How To Grant Stock Option Plans: A Quick Guide

In the world of startups, a standard and recommended option to compensate employees is to grant stock options. However, founders and employees in LatAm have not quite embraced this yet.

A stock option plan (SOP or SO) refers to the option that employees have to buy some shares of the company where they work, as long as certain conditions are met.

An SOP is a way to share the success of the company with its employees, but it’s also an incentive. By becoming stock option owners, workers stop being simply employees and become potential shareholders of the company. This means they could become much more involved in the success of the company and its consequential rise in shares.

Stock options can also be important for young startups that still can’t compensate their employees as handsomely as they would like.

Shares included in an SOP can also refer to the quotas of a company. Stocks of a private company, opposite to those of public ones, are more illiquid by nature. Their speed and frequency of buying and selling are lower.

Still, betting on the accelerated growth of the startup where you work is risky, but it can be promising – as was the case with the employees of European scaleup Klarna.

How Do Stock Options Work?

The good thing about buying shares through this plan is that the SO contract sets the price that the employee must pay per share. In other words: if the company is doing well and the employee meets the conditions, he or she buys the shares at a discounted, previously agreed upon price. If things go badly, they don’t exercise the option and don’t have to buy anything. In the end, the employee is the one who decides if they want to exercise their right to buy.

SOPs may vary by company, but they all follow the same format. Some familiar concepts are:

  • Stock Option Grant: is the total amount of shares (or stocks) that one will have the option to buy if they meet the conditions. The Option Grant is calculated based on the employee’s salary, role, or position.
  • Cliff: is the initial period that an employee must stay in the company to be entitled to their initial shares. Generally, this period is one year. Only a portion of the shares can be exchanged once this minimum period is met, and the rest are accumulated little by little according to the concept below (vesting).
  • Vesting: the SO time scheme in which a person will have the right to buy, depending on the amount of time they stay in the company. Commonly, 100% of the shares can be collected in 4 years time, during which the remuneration to employees for all their effort is already significant.
  • Linear: the most used in the US, where each year that passes one accumulates a ¼ of their shares. If you have to wait 4 years, there will be a 25% accumulation at the end of each year.
  • Progressive: most used in Europe. At the end of year 1, the vesting is 10%. 20 % is added at the end of year 2, 30% at the end of year 3 and 40% in year 4. The total sum gives us 100%.
  • Strike Price or Exercise Price: is the value that each employee will pay for each of their actions if they decide to do so. This price is defined in the SO contract and is equivalent to the share price on the day that the SOP contract is signed (that is, it considers the company’s valuation).

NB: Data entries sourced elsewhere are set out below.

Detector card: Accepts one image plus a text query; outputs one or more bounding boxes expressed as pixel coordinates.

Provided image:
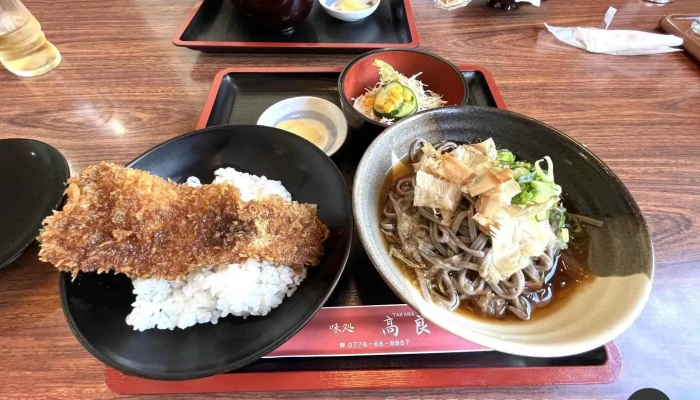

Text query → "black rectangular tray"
[173,0,418,53]
[105,66,622,394]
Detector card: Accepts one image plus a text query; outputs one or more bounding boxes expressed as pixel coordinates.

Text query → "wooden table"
[0,0,700,400]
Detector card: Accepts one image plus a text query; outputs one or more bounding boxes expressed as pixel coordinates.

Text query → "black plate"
[173,0,418,52]
[60,125,353,380]
[0,139,70,268]
[203,70,502,307]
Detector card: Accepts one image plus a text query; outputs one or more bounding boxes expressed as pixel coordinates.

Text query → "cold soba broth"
[377,157,594,323]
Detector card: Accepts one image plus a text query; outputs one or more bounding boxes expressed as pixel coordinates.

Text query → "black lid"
[0,139,70,268]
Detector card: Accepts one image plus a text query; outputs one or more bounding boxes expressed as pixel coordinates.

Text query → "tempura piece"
[38,162,328,279]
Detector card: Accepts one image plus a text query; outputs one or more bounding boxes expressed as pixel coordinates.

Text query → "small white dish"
[318,0,381,22]
[257,96,348,156]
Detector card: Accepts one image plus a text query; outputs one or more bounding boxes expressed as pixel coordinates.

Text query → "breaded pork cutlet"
[39,162,328,279]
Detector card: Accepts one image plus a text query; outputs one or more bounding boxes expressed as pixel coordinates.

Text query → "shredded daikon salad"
[353,60,447,125]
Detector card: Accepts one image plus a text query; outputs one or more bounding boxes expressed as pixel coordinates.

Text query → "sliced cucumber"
[395,86,418,118]
[372,81,404,118]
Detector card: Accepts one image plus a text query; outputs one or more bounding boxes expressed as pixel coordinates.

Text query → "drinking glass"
[0,0,61,77]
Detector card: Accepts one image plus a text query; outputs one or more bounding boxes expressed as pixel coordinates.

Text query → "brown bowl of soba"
[353,107,654,357]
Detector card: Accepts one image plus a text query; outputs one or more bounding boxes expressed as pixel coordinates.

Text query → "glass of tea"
[0,0,61,77]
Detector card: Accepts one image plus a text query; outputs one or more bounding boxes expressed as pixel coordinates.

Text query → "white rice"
[126,168,306,331]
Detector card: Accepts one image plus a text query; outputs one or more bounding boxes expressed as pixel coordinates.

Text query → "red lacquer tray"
[173,0,418,53]
[106,66,621,394]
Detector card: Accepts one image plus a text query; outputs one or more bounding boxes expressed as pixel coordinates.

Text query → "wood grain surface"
[0,0,700,400]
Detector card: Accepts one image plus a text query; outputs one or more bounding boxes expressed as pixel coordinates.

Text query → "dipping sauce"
[331,0,372,11]
[275,118,330,149]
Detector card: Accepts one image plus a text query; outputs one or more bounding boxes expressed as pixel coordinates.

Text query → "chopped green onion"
[535,156,554,182]
[557,228,569,243]
[496,150,515,165]
[513,167,537,181]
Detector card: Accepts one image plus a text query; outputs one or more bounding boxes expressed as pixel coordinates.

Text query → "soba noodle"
[381,140,559,320]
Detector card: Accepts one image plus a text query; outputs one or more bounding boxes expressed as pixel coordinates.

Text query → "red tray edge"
[105,342,622,394]
[172,0,420,50]
[105,69,622,394]
[195,65,506,129]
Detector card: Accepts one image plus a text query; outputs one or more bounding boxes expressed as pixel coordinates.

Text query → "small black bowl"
[60,125,353,380]
[338,49,469,135]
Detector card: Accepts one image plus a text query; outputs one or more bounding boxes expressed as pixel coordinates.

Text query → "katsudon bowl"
[60,125,353,380]
[352,107,654,357]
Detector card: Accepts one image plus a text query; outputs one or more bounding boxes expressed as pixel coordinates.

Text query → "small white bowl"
[318,0,381,22]
[257,96,348,156]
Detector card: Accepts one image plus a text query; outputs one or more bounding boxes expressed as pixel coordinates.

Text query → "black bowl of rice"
[60,125,353,380]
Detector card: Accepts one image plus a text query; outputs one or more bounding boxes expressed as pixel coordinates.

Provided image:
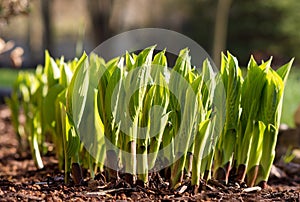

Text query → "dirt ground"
[0,106,300,201]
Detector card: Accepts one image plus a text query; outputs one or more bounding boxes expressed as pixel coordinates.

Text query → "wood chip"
[242,186,261,193]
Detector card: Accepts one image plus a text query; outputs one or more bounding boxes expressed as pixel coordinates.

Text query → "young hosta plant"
[8,46,292,191]
[214,53,243,183]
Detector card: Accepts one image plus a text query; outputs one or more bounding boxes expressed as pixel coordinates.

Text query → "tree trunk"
[213,0,232,67]
[86,0,114,44]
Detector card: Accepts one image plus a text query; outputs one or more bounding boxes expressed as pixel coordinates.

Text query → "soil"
[0,105,300,201]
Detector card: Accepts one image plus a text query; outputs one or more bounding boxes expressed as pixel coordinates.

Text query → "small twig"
[86,188,136,197]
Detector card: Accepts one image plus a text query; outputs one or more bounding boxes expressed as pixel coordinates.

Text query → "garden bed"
[0,105,300,201]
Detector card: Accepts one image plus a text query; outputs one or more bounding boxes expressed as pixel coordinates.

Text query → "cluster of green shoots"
[7,47,292,188]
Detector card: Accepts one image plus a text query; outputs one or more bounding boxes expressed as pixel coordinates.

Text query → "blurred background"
[0,0,300,126]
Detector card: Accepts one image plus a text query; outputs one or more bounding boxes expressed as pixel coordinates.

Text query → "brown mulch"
[0,106,300,201]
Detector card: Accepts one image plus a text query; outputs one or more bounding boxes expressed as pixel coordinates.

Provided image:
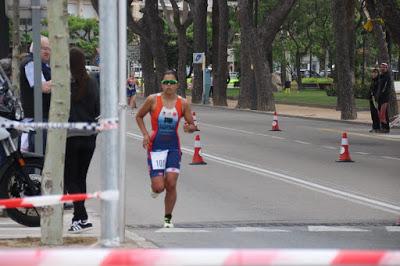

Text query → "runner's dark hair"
[163,70,179,81]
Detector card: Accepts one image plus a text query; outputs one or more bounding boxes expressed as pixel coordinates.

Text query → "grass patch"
[301,78,333,84]
[227,88,369,109]
[274,89,369,109]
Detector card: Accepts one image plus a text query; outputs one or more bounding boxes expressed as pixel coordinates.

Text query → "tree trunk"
[178,27,188,98]
[213,0,229,106]
[366,0,400,117]
[11,0,21,96]
[332,0,357,120]
[0,0,10,59]
[189,0,207,103]
[144,0,168,84]
[295,48,303,90]
[211,0,220,102]
[237,0,257,109]
[251,40,275,111]
[41,0,70,245]
[167,0,193,97]
[238,0,296,111]
[140,40,160,97]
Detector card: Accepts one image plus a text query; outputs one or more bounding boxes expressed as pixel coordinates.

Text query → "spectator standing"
[20,36,51,152]
[64,48,100,233]
[126,76,138,109]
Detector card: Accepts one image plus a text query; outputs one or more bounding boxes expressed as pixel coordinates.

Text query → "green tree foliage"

An Example in Stock Options: Fintual

This general fund administrator based in Chile decided to give SOP to all members of its team, and made sure to do it fairly.

They didn’t distribute SO only to employees who are above a certain hierarchical threshold or who belong to the tech development or sales team. Instead, Fintual created a horizontal scheme, aligned with the company’s own organizational structure.

“The best way to have everyone on the team aligned with what is really important to the company is to give them stock options,” said Stella Melagrano, Fintual’s CFO, on the company’s blog. “We make a great effort to hire and we trust that each one knows what is best for Fintual and to make the company grow.”

The company shared some details of how its stock options plan works:

  • It does an annual review to make sure the SOP is up to date based on current business conditions.
  • It is earned by all the people who work at Fintual under permanent contracts (97% of employees).
  • The number of shares mentioned in the SOP is equivalent to 4 salaries that consider the price of the share when employees entered the company. Simply put: the amount of SO that one earns is 4 times their salary, divided by the price of the share on the day that they entered the company.
  • The SOP cliff at Fintual is one year and the vesting is progressive. It is a strategy to encourage employees to stay at least 4 years in the company.
  • Fintual estimates the value of the company as a percentage of the amount of assets it manages on the date that each entered Fintual. To calculate the strike price, it divides the value of the company by the total number of shares the company owns.

Things To Take into Account To Create an SOP

There are a couple of key elements that a company should pay particular attention to before creating an SOP:

  • How many shares are available to the stock options program.
  • The available shares must be enough for all the employees who are currently in the company and all those who will enter until the next investment round.
  • The total of shares is limited, which means the more people who earn options, the fewer options each person earns. You have to have an eye to balance both.
  • Every time more shares are spun off to employees, current shareholders (non-employees) or founders are diluted. This means your participation will be more diluted.